We had a lot of different ideas to pursue as a project - at one point, we had brainstormed over 20 different project ideas. Eventually, this was selected down to only a few, with the atherosclerosis project being among the finalists. We then sought community feedback on these projects, surveying faculty and students at Alma College about this and other ideas. While this project was not the highest scoring, it was the one that excited people the most when it was fully explained (the survey might not have done the project justice in this way) and seemed to be the best choice for Alma's first iGEM team given the nature of the problem, its scope, and the expert feedback we received from others.
Below, you will find a more complete description of the problem and the science around it, as well as an outline of our solution. Elsewhere, you can find out more about how we developed and selected this project with the help of expert feedback, and how we designed the solution.
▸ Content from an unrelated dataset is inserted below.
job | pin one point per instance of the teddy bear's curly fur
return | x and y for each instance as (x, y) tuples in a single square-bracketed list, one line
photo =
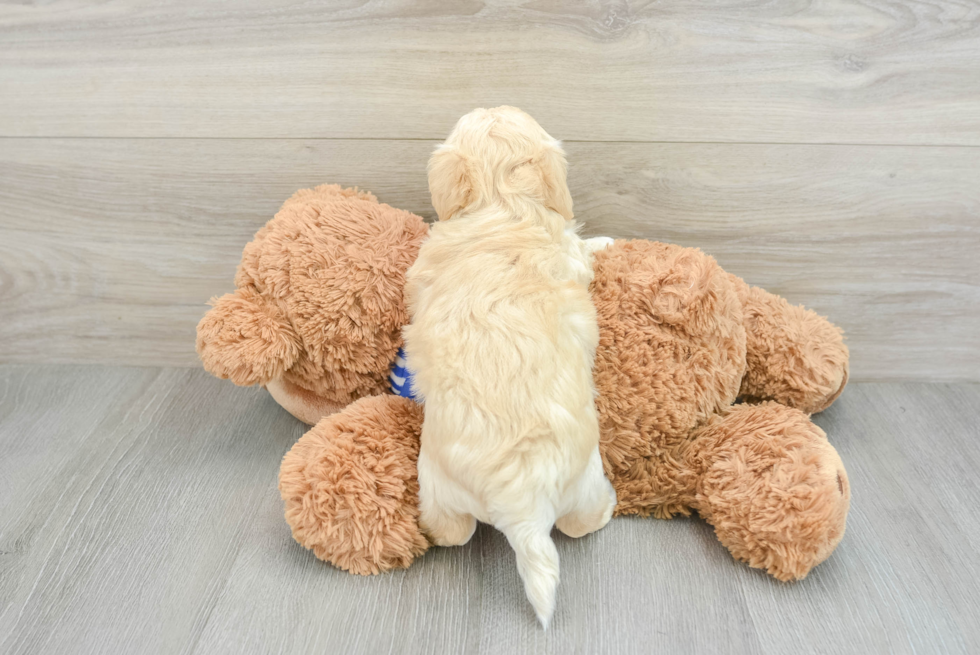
[(680, 340), (318, 311)]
The Problem: Cardiovascular Disease and Atherosclerosis
Cardiovascular disease is a class of disease consisting of illnesses that affect the heart and blood vessels. This class of disease is the leading cause of death in the United States, responsible for one in every four deaths. Atherosclerosis is a type of cardiovascular disease that begins as macrophages and cholesterol infiltrate arterial walls forming atherosclerotic plaques. The deposits increase in size as more cholesterol, platelets, and leukocytes become trapped in the plaque. Over time the plaques harden, stiffening the arteries, narrowing the arteries, and stunting blood flow. Atherosclerosis significantly increases the risk of other cardiovascular diseases and life-threatening conditions such as: coronary artery disease, heart attack, heart failure, carotid artery disease, stroke, peripheral artery disease, gangrene, aneurysms, and chronic kidney disease. A disease as destructive and influential as this deserves extensive research, effective treatments, and a cure.
Current Treatments
As of now, atherosclerosis can be treated by undergoing radical, often undesirable, lifestyle changes that are frankly unfeasible for the modern human, or a life-long commitment to drugs. The leading type of drug used to lower cholesterol and in turn prevent the formation of atherosclerotic plaques are statins. However, these drugs come with a host of side effects such as headaches, nausea, muscle pain and wasting, increased blood sugar, and liver damage. New research shows that several diseases show a strong connection to the makeup of the gut microbiota, these new connections could allow new types of treatments to be developed involving alterations of the gut microbiota.
The New Solution
Compounds referred to as gut-derived uremic toxins (GDUTs) are produced by strains of bacteria in the guts of individuals with atherosclerosis. GDUTs enter the bloodstream following the breakdown of phosphatidylcholine and carnitine by bacteria in the gut. In the bloodstream, GDUTs promote the expression of atherosclerosis-promoting inflammatory proteins, and infiltrate vascular tissue allowing atherosclerotic plaques to form. Trimethylamine n-oxide (TMAO) is the most well studied GDUT influencing atherosclerosis and has potential to be metabolized into methane gas before it enters the bloodstream. Bacteria capable of metabolizing TMA (the precursor of TMAO) into methane gas exist, but can’t survive in the human gut. However, genetic modification could allow the machinery responsible for the breakdown of TMAO to be implemented into a bacterial strain that can survive in the human gut.